As other festival brands have taken a step back in the last couple years, there’s one that’s been thriving – northern California’s BottleRock Napa, which returned Memorial Day Weekend, Friday-Sunday, May 25th-27th.
After a tumultuous start its first year six years ago (QRO photos of inaugural BottleRock Napa), production company Latitude 38 came in and bought the festival and have revitalized the brand to the tune of three straight sellouts. A year ago, promotional juggernaut Live Nation bought a major stake in the festival, though Latitude 38’s Dave Graham told me they don’t interfere.

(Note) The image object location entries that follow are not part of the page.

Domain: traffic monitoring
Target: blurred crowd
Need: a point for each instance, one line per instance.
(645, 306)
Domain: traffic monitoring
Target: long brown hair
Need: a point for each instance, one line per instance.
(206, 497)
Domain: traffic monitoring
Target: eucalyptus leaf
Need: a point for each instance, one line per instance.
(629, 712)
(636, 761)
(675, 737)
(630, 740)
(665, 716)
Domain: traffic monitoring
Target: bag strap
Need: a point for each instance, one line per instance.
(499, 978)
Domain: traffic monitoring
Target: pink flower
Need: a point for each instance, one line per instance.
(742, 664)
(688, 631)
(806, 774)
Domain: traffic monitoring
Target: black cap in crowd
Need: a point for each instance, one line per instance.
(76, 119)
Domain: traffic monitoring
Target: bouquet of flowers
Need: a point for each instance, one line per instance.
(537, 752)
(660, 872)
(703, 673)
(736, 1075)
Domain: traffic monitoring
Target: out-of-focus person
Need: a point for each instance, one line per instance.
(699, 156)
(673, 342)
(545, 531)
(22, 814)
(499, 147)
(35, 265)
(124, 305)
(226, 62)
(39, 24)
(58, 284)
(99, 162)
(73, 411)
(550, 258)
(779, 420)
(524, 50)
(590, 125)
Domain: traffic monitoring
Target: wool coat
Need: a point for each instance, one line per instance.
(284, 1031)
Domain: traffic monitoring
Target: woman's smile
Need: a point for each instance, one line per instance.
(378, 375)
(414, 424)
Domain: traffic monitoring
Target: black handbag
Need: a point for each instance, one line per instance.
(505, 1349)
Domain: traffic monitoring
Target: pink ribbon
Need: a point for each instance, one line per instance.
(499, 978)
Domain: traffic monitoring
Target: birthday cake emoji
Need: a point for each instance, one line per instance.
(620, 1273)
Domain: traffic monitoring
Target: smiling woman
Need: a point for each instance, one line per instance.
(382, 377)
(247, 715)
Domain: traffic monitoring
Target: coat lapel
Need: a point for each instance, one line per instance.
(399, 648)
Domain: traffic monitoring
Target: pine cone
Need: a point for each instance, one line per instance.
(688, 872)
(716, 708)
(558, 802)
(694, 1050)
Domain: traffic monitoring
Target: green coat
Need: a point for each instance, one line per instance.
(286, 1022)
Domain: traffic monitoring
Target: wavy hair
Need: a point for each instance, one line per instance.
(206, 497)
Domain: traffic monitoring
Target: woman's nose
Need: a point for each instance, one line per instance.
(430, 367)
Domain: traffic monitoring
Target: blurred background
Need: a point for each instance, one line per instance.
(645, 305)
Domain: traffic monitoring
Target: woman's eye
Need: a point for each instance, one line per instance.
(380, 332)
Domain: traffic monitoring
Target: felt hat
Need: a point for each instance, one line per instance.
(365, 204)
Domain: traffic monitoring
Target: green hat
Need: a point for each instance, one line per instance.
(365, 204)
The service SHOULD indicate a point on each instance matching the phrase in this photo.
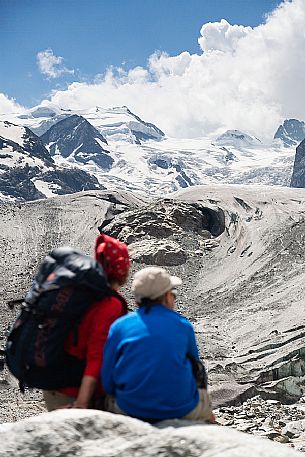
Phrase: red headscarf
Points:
(113, 255)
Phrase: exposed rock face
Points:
(88, 433)
(75, 136)
(28, 172)
(268, 419)
(243, 275)
(298, 175)
(161, 234)
(17, 183)
(237, 138)
(157, 252)
(28, 143)
(292, 132)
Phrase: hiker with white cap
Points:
(147, 369)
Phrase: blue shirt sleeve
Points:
(192, 344)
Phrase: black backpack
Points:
(67, 283)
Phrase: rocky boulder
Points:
(89, 433)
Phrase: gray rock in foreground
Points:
(88, 433)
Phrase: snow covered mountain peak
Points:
(291, 132)
(75, 138)
(237, 138)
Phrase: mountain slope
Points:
(298, 175)
(159, 165)
(28, 172)
(291, 133)
(76, 138)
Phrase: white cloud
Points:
(9, 105)
(245, 78)
(51, 65)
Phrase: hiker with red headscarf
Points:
(93, 329)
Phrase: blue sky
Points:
(91, 35)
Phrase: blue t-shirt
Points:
(145, 364)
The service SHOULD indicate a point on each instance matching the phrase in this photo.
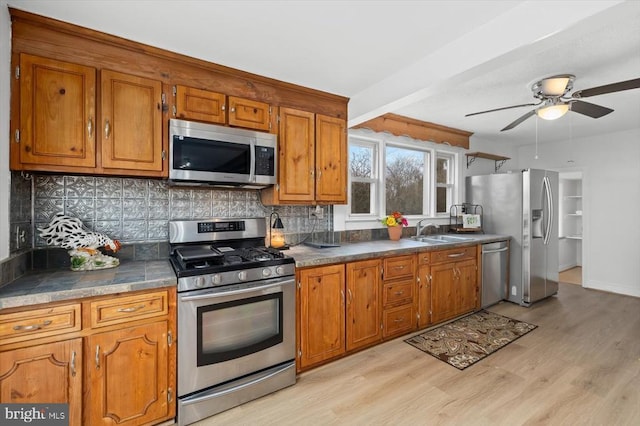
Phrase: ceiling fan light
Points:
(555, 86)
(552, 112)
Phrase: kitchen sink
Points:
(441, 239)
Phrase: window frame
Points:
(345, 220)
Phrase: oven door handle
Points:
(232, 293)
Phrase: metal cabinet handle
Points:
(73, 364)
(32, 327)
(131, 309)
(456, 254)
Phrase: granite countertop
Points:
(38, 287)
(63, 284)
(307, 256)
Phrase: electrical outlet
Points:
(317, 212)
(21, 237)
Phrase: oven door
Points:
(228, 332)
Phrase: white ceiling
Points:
(431, 60)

Bruno Mars capped the festival off with a blistering performance that really shows how far the festival has come. Bruno Mars hasn’t headlined any major multi-day music festivals in America until BottleRock Napa (though later this year he headlines Lollapalooza). Mars was a home run with BottleRock’s demographic – which skews older and features a ton of families. As I looked around Sunday night, I noticed everyone around me singing along as the singing and dancing sensation ran through hit after hit.
Saturday night, it was The Killers who closed things down on the main stage. The festival veterans have been closing out festivals for the last several years and it hasn’t gotten stale in the slightest. Brandon Flowers has the charisma and stage presence to rival any frontman and he led the crowd in dozens of sing-alongs as they ran through their cavalcade of hits.
English rockers Muse kicked things off with a closing set Friday night on the main stage. One faux pas that frontman Matt Bellamy kept making is referring to the area as “San Francisco”, which elicited groans nearly every time. This is a Napa festival and the locals are very proud of their town – referring to it by a city that’s more than an hour away wasn’t going to win them any fans. But luckily they rocked hard enough that this was forgotten pretty quickly.
The food and drink portion of BottleRock is where the festival really shines – especially if you shell out for the VIP and Platinum VIP experiences. The Platinum VIP has an open bar in a lounge that’s adjacent to the main stage. Servers walked around with delectable delights like street corn and caviar, really playing into the Napa vibes. There was also every type of wine you could hope for.
Platinum VIP was also able to watch the main stage from atop a platform above the soundboard, 20 people at a time. It’s the first time I can recall any festival offering this viewpoint and it was pretty breathtaking.
The BottleRock Napa undercard was quite deep. Incubus, Earth, Wind & Fire, Snoop Dogg, and Billy Idol were a good fit for the older demographic. Halsey, The Chainsmokers, Phantogram, Bleachers, and Oh Wonder fit the younger generation. There was also an amazing offering of folk and soul music – from The Head and The Heart to Lake Street Dive to Durand Jones & The Indications.
One of the standout acts early in the day to me was The Aces. The female four-piece pop-rock band has a little bit of HAIM to them meets ‘90s pop singer Amy Grant. They rocked the main stage early in the day Saturday. Another favorite was rising Los Angeles singer NoMBe. He has a little bit of Prince in him and his genre-bending tunes got the crowd into things on Friday.
Bands also knew their audience when picking cover songs. The Head and The Heart covered Crowded House’s “Don’t Dream It’s Over”, Bleachers covered Depeche Mode, The Night Game covered Annie Lennox, and The Struts covered Springsteen’s “Dancin’ in the Dark”, even bringing an older lady on stage to sing and dance with them.
The reason this festival has continued to thrive while other festivals have fallen off is that they seem to put all their profits right back into the festival. When I first attended in 2015, the fields were dusty as hell and I felt like I was at Coachella based on how my sinuses felt afterwards. Three years later, there is a ton of grass and turf everywhere. They’ve added a ton of things like a spa, the Coors Lite lounge where people watched the Warriors beat the Rockets in Game 6 on Saturday, and a ton of other cool experiences.
This is a festival that knows its demographic – the three guys that run this festival all grew up in Napa. There’s something to be said for that, and also why I don’t think this is just a phase of success for BottleRock Napa. I’m already looking forward to seeing what they bring in 2019.